Convertir “poca fibra durante un brote, mucha fibra para prevenirlo” en comidas reales es donde la mayoría de la gente se atasca. Así que aquí tienes un plan de comidas para la diverticulitis ya hecho que cubre ambas fases: una progresión suave paso a paso para comer durante un brote, y un plan completo de 7 días rico en fibra para mantener a raya el siguiente. Comida de todos los días, claramente organizada por fase, para que siempre sepas qué poner en tu plato.

Respuesta rápida: Un plan de comidas para la diverticulitis tiene dos partes. Durante un brote, progresas de líquidos claros a alimentos bajos en fibra y luego, gradualmente, vuelves a la normalidad a medida que los síntomas disminuyen. Para la prevención, sigues un plan rico en fibra —cereales integrales, frutas, verduras y legumbres— ya que alrededor de 30 gramos de fibra al día se asocian con un riesgo 41% menor de enfermedad diverticular.1 Los planes a continuación te ofrecen ambos. Siempre sigue los consejos específicos de tu médico durante un brote activo y aumenta la fibra gradualmente.
Fase 1: la progresión de recuperación del brote
Durante un brote, el objetivo es descansar tu intestino y volver a la normalidad lentamente a medida que mejoras. Esta es una guía aproximada; tu médico puede ajustar los tiempos.
Un intestino tranquilo empieza con las comidas adecuadas. Elige tu objetivo y obtén tu plan.
Powered by DietGenieEtapa 1 — Líquidos claros (lo peor del brote): agua, caldo, zumos claros sin pulpa, gelatina simple, paletas de hielo, té suave. Mantente en esto solo el tiempo que tu médico te aconseje.

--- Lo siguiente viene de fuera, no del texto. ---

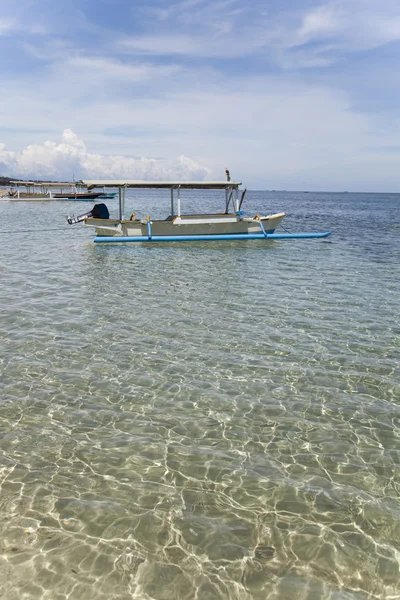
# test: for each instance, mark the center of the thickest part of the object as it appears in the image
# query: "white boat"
(230, 224)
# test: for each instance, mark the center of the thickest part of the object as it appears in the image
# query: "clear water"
(201, 421)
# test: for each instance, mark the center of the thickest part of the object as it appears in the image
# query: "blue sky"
(287, 94)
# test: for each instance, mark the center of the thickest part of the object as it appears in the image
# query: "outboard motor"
(99, 211)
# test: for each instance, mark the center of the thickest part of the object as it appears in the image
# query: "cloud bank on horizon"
(70, 159)
(287, 95)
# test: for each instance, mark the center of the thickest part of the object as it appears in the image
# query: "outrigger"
(231, 224)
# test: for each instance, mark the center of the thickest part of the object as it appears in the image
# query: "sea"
(206, 420)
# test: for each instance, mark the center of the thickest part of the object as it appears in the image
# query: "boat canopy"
(184, 185)
(44, 183)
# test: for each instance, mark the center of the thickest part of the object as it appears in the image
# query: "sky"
(287, 94)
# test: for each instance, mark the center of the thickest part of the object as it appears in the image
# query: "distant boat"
(108, 195)
(76, 196)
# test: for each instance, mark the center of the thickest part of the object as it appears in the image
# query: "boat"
(77, 195)
(230, 224)
(108, 195)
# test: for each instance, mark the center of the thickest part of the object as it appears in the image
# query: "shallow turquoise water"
(201, 421)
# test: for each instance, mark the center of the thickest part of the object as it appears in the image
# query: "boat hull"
(184, 227)
(210, 238)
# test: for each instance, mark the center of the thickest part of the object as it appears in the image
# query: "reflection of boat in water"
(231, 224)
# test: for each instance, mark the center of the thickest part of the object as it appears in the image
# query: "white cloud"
(70, 157)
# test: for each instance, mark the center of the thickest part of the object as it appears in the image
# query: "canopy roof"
(187, 185)
(44, 183)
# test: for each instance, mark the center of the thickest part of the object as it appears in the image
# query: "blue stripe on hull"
(105, 239)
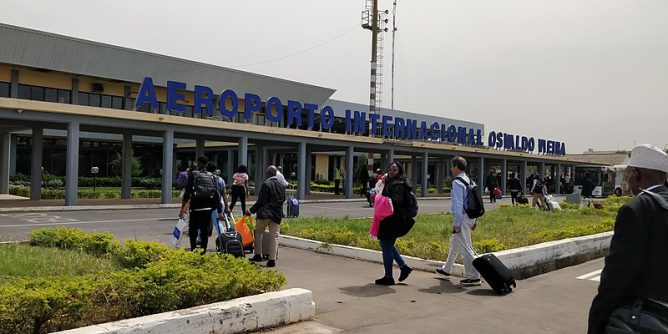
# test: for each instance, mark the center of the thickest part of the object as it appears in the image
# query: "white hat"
(649, 157)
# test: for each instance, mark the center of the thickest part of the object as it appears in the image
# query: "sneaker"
(385, 281)
(405, 271)
(442, 273)
(470, 282)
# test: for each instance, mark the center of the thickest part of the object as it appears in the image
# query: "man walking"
(460, 240)
(201, 197)
(269, 209)
(635, 268)
(491, 183)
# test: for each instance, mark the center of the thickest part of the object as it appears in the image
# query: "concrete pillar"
(72, 164)
(350, 173)
(414, 169)
(12, 153)
(36, 164)
(4, 169)
(557, 180)
(523, 177)
(14, 85)
(199, 147)
(301, 171)
(425, 170)
(440, 172)
(167, 172)
(504, 176)
(126, 167)
(309, 176)
(230, 167)
(481, 173)
(259, 171)
(74, 99)
(243, 151)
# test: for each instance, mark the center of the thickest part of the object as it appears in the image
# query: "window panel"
(94, 100)
(106, 101)
(50, 95)
(24, 92)
(64, 96)
(117, 102)
(84, 99)
(36, 93)
(4, 89)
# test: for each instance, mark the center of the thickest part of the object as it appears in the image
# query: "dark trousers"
(390, 254)
(199, 225)
(238, 192)
(513, 196)
(337, 183)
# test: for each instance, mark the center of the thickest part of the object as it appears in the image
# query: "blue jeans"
(390, 253)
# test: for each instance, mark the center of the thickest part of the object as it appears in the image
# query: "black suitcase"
(495, 273)
(522, 199)
(492, 270)
(227, 241)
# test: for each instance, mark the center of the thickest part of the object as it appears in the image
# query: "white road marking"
(88, 222)
(592, 276)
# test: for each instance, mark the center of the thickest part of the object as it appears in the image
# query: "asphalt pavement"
(345, 296)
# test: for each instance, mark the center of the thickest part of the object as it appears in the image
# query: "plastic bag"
(177, 233)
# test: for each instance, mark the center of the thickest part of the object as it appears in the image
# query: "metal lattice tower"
(377, 23)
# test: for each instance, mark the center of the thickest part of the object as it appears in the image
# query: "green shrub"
(95, 243)
(136, 253)
(157, 279)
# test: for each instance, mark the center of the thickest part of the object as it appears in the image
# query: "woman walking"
(397, 188)
(240, 188)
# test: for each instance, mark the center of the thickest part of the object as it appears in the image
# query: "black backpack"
(205, 191)
(538, 189)
(474, 206)
(412, 208)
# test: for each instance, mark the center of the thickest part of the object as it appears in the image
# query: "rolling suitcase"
(522, 199)
(293, 207)
(492, 270)
(228, 240)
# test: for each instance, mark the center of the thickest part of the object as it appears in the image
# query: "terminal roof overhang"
(26, 113)
(38, 49)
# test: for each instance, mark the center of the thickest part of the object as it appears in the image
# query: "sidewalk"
(11, 203)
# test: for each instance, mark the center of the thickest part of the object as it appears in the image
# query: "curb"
(524, 262)
(240, 315)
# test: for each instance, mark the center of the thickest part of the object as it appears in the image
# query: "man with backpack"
(537, 193)
(201, 197)
(466, 207)
(269, 210)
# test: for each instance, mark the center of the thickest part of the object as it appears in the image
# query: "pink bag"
(382, 208)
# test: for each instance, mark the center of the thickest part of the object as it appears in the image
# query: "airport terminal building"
(67, 105)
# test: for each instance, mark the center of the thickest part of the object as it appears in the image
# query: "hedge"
(154, 279)
(48, 193)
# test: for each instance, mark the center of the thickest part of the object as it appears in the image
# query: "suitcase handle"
(459, 238)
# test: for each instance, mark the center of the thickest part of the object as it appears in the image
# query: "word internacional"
(384, 126)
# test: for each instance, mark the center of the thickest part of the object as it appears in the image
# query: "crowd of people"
(204, 192)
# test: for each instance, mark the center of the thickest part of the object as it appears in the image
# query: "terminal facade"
(67, 105)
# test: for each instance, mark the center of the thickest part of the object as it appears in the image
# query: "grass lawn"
(23, 260)
(504, 228)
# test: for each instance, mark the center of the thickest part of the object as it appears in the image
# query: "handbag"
(644, 316)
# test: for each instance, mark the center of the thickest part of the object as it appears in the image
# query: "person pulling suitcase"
(269, 210)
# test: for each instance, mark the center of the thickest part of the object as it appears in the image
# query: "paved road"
(347, 300)
(157, 224)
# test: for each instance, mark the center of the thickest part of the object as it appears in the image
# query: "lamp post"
(94, 171)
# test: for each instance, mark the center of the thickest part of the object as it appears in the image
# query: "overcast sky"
(593, 74)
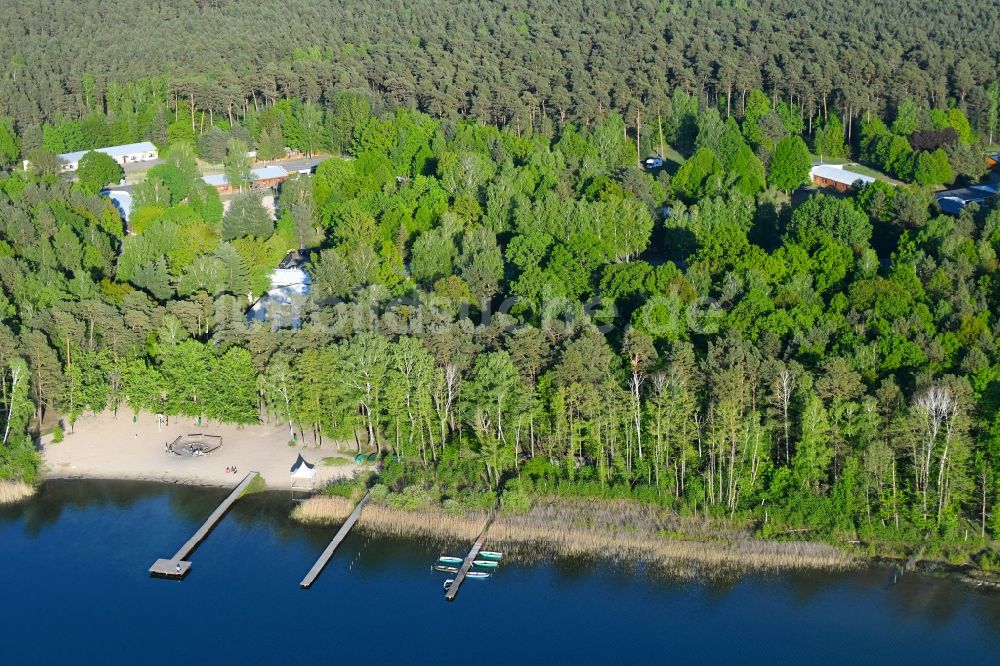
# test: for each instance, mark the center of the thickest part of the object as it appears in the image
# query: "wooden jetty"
(452, 591)
(328, 553)
(178, 565)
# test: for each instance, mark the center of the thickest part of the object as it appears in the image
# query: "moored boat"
(486, 564)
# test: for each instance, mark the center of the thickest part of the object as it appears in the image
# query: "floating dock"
(452, 591)
(328, 553)
(178, 565)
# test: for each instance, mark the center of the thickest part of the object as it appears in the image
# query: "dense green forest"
(517, 63)
(501, 300)
(500, 310)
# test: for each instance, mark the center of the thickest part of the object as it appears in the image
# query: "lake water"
(73, 564)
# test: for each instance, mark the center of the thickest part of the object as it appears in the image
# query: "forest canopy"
(523, 64)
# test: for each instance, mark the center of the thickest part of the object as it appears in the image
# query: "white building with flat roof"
(837, 177)
(144, 151)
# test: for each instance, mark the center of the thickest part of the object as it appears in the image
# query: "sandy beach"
(105, 447)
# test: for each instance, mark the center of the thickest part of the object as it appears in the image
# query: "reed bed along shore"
(422, 522)
(632, 532)
(15, 491)
(619, 530)
(323, 510)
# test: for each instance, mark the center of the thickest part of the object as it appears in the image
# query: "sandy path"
(105, 447)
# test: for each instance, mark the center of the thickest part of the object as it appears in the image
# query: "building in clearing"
(953, 201)
(261, 177)
(285, 299)
(837, 177)
(130, 153)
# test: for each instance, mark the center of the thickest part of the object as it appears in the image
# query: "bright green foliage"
(790, 164)
(247, 217)
(761, 359)
(757, 106)
(97, 170)
(699, 177)
(932, 168)
(10, 144)
(830, 138)
(838, 217)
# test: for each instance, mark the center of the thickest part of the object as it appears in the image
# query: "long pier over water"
(178, 565)
(452, 591)
(328, 553)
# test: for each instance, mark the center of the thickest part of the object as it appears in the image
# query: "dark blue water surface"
(73, 564)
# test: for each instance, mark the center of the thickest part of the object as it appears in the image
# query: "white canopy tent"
(303, 474)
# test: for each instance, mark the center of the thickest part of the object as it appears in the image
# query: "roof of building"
(113, 151)
(260, 173)
(971, 194)
(264, 173)
(839, 174)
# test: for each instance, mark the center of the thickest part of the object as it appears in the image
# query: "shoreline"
(12, 492)
(108, 447)
(617, 530)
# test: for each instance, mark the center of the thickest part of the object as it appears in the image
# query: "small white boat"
(486, 564)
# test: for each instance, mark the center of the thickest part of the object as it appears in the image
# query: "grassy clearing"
(258, 485)
(15, 491)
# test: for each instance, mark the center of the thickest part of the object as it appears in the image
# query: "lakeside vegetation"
(506, 308)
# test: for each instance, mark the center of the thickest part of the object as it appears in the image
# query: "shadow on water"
(252, 564)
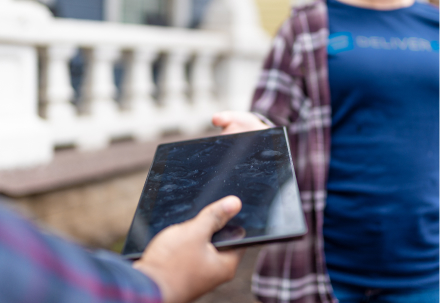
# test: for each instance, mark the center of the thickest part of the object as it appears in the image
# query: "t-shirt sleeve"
(38, 267)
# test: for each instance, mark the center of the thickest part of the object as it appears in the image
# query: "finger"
(222, 119)
(214, 216)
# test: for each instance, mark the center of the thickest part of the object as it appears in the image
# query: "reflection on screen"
(187, 176)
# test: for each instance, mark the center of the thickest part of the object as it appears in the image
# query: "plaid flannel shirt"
(37, 267)
(293, 91)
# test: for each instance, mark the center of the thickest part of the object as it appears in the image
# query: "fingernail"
(230, 204)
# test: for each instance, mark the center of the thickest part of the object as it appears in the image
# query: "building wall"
(273, 13)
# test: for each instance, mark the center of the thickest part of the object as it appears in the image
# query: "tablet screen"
(187, 176)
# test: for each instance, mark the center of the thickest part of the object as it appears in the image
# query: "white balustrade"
(56, 93)
(137, 93)
(181, 101)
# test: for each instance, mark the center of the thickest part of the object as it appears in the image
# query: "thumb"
(215, 216)
(222, 119)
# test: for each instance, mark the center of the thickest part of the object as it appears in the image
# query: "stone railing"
(200, 72)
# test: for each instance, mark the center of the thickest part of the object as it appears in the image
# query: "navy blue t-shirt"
(381, 225)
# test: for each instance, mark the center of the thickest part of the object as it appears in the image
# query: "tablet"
(187, 176)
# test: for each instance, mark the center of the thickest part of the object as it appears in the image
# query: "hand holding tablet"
(187, 176)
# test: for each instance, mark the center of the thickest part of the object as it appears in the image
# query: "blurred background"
(89, 88)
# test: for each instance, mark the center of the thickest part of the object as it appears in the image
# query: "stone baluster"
(174, 90)
(56, 93)
(137, 93)
(97, 104)
(202, 88)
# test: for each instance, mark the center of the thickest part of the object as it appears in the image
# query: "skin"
(235, 122)
(182, 260)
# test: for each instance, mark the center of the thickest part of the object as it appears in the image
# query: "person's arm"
(279, 95)
(36, 267)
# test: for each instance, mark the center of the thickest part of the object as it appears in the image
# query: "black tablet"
(186, 176)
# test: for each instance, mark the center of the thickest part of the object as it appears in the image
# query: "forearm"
(36, 267)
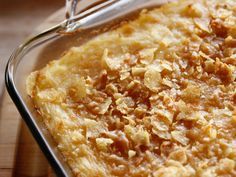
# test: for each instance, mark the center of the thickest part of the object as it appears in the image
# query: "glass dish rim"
(20, 104)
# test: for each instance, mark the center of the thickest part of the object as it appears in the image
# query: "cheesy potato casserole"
(155, 97)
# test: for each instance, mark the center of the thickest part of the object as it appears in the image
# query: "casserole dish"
(39, 50)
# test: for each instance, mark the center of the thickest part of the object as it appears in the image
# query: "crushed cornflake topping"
(154, 97)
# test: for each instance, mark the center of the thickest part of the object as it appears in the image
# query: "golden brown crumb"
(155, 97)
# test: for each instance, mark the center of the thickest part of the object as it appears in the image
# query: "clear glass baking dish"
(50, 44)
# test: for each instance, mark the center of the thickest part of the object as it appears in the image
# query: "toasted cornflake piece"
(180, 137)
(111, 63)
(131, 153)
(179, 155)
(162, 134)
(103, 143)
(141, 137)
(152, 79)
(138, 71)
(93, 128)
(125, 104)
(150, 97)
(104, 106)
(191, 94)
(202, 24)
(77, 89)
(147, 55)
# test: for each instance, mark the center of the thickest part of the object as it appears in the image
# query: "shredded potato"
(154, 97)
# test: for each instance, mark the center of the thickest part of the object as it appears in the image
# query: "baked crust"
(155, 97)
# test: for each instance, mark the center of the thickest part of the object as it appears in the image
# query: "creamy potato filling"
(155, 97)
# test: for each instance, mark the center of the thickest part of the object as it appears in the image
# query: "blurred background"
(19, 155)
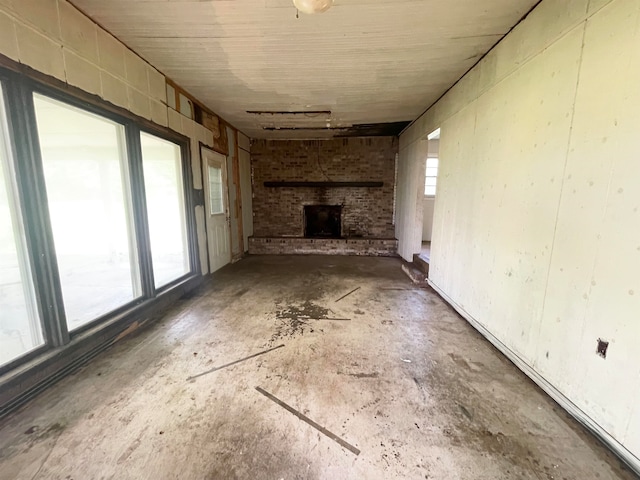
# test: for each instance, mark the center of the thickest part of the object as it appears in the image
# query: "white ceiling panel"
(367, 61)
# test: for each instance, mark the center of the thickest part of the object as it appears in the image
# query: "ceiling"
(362, 62)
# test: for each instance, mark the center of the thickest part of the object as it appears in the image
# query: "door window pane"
(86, 174)
(20, 329)
(163, 184)
(215, 190)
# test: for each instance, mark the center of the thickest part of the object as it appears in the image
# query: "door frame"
(205, 178)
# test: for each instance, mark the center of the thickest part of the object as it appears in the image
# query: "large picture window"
(88, 191)
(20, 328)
(163, 184)
(96, 224)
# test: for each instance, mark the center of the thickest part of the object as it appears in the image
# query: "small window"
(431, 177)
(216, 190)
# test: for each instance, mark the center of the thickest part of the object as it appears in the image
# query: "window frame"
(187, 179)
(19, 84)
(426, 162)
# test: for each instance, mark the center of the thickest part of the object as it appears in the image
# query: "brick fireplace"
(324, 196)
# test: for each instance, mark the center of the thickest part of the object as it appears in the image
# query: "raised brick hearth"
(353, 176)
(323, 246)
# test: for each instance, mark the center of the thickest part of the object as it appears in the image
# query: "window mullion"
(37, 224)
(141, 222)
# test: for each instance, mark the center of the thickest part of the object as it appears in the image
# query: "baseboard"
(616, 447)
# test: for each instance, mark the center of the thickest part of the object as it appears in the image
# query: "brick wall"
(367, 212)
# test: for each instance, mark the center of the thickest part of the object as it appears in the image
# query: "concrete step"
(417, 276)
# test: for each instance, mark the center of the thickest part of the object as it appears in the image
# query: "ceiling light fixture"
(313, 6)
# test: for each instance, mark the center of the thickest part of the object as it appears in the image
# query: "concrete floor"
(406, 382)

Etapa 2 — Alimentos bajos en fibra (los síntomas disminuyen):
- Desayuno: huevos revueltos con tostadas de pan blanco
- Almuerzo: arroz blanco con pollo tierno y bien cocido
- Cena: pasta simple con un poco de aceite de oliva y verduras cocidas sin piel
- Snacks: melocotones enlatados, galletas saladas simples, yogur
Etapa 3 — Reintroducción de fibra (recuperación): añade lentamente avena, verduras cocidas con piel, frutas blandas y, finalmente, cereales integrales y legumbres durante varios días, observando cómo te sientes.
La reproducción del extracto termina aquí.